Gaff Rig Take II

reef1The winds at the Pennsylvania lake where I sail are always unpredictable just by the nature of the high mountains that surround it, but when you add storm fronts moving through, it becomes that much more uncertain. Saturday was no exception. We had storms coming in from the west but I had a job to do, and that was to get this sail rig tuned in. Saturday we had gusts probably from 25 to 30 mph so I reefed the sail. You can see in the first picture that I have about one third of the sail tied fast to the boom. If I’d have gone full sail that day, I’d have been knocked down several times for sure. Even with the sail reefed, there were times I reached 8 to 10 mph. I had re-laced the top of the sail to the upper boom and was able to get that dreaded wrinkle out from the week before. She sailed beautifully and I honestly couldn’t have been more pleased. She sailed fine on a reach, a broad reach and windward as well. I am very happy with my new homemade gaff rig.

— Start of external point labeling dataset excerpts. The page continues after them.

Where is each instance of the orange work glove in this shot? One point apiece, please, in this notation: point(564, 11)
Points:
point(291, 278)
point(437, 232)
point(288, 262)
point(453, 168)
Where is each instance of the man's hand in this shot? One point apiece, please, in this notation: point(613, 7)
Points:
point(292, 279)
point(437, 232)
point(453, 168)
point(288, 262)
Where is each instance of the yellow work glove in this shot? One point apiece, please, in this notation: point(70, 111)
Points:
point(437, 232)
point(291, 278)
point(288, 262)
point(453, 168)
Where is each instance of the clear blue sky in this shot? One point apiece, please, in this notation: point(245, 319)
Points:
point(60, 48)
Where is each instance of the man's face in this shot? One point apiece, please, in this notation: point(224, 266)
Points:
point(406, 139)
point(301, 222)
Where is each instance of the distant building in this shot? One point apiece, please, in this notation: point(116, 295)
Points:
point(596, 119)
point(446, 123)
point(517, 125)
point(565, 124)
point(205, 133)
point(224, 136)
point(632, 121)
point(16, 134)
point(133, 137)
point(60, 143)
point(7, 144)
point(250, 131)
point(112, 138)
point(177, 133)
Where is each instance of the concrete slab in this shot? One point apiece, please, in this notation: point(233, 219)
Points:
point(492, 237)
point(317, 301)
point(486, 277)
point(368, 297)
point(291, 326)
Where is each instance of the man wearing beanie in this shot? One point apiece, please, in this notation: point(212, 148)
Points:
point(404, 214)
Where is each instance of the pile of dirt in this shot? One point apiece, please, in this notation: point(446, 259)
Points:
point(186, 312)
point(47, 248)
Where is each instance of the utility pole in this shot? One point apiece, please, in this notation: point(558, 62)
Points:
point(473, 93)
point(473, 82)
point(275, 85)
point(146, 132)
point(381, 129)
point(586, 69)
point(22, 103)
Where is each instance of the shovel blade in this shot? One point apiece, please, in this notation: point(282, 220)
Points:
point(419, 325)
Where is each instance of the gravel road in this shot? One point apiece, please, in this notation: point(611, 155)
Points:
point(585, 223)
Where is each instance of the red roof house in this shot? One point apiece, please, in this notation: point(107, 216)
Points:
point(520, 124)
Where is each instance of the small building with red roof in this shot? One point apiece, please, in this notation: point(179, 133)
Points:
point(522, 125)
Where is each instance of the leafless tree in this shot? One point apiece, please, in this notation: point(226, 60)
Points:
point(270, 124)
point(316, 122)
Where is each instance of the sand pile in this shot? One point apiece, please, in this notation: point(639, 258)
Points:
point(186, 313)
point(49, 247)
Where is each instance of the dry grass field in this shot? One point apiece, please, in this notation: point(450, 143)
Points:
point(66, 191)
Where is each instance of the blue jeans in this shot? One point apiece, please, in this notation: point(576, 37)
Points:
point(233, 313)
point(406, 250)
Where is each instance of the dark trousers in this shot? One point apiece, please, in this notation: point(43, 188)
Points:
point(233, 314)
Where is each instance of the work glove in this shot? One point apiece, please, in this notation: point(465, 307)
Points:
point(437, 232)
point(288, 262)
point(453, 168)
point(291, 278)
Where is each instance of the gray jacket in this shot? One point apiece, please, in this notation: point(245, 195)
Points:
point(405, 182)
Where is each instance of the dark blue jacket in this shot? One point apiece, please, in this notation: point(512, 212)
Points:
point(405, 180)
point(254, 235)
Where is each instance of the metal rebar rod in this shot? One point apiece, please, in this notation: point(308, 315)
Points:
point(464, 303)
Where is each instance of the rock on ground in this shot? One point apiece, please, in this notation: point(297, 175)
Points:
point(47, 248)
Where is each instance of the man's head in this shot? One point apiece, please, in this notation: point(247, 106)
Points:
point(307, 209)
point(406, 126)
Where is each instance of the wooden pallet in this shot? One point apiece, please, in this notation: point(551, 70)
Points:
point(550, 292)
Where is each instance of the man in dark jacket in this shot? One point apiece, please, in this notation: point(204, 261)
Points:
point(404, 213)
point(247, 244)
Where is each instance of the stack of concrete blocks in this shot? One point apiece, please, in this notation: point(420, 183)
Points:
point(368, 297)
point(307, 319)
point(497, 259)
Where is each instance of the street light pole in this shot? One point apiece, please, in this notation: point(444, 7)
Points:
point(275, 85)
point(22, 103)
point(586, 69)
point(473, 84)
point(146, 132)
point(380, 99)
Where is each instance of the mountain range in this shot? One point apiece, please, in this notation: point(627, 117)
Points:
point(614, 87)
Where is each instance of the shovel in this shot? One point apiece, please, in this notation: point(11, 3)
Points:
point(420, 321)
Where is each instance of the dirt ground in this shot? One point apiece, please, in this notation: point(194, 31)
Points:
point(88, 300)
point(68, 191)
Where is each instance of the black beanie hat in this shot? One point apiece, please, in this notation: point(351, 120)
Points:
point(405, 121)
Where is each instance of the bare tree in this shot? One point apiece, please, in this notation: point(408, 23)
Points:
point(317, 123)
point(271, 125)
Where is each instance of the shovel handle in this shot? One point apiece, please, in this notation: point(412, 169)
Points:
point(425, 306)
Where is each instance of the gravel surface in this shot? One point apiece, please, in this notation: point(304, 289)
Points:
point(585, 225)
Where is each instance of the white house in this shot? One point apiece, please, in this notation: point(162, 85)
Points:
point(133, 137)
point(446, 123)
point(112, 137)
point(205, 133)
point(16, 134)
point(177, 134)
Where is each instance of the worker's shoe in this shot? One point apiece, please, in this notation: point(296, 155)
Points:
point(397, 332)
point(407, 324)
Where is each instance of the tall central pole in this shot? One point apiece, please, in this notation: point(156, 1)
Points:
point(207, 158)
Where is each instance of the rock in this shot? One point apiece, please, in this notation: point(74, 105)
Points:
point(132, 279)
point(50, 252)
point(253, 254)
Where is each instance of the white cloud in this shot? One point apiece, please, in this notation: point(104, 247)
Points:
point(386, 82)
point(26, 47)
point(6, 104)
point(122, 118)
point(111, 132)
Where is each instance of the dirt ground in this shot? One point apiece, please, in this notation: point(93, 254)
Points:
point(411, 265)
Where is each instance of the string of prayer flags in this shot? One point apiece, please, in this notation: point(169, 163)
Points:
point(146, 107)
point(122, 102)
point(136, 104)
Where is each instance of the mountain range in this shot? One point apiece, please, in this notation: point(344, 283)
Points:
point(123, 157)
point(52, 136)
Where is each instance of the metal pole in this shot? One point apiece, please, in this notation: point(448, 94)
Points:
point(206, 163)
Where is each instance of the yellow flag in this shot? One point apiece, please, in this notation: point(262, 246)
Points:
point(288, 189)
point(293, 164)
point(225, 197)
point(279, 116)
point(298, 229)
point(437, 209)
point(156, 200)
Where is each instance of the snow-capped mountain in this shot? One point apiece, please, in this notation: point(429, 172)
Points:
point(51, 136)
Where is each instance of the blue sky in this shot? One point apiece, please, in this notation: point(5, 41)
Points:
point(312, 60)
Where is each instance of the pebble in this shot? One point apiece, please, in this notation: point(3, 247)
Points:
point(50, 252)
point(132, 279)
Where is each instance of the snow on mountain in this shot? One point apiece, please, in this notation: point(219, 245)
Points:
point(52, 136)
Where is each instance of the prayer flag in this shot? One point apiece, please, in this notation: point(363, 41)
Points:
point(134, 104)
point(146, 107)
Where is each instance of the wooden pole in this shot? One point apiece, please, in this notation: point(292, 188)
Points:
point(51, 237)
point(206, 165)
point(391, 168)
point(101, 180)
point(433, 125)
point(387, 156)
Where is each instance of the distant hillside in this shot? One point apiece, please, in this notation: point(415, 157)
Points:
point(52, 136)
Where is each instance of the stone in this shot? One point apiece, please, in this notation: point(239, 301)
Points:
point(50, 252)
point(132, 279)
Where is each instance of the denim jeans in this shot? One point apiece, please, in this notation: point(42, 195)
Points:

full-frontSunday came and the wind died down a bit. I was able to raise full sail. The winds died down from the day before to about 8 to 10 knots I’d say, but they weren’t steady. A puff here, a blow there. It was nice though, because I’m still learning how to raise and adjust this thing. I had a lot of fun and learned a lot about sailing this new rig while I had the wind, but it only lasted about 2 hours and then it died. It didn’t really break my heart though, because I had one more test to prove. I had to see if I could fit under the bridge. After all, that’s what started this whole project.

I lowered the sail and tied it off. One pull fires up the mighty Johnson 4. At 3/4 throttle she purrs about 4mph. Good enough. I made it down to the bridges and under the first one easily with about four feet of clearance. Fifty feet away is the railroad bridge. As I got closer, I started to worry. It was looking like it was going to be a tight fit. I got within a few feet and kicked the boat sideways and went parallel with the bridge and looking up, could see that I was probably going to clear it but it would be close. I swung the rudder and under I went. I have about a foot of clearance. Much closer than I thought I’d be but it’s in a no wake zone so there’s rarely any waves there. It’ll work just fine. I turned her around and back under the bridges I went, proudly back to the dock.

She passed all of the tests. Now, it’s all up to me to learn and tune this new rig. Sailing is going to be great this year.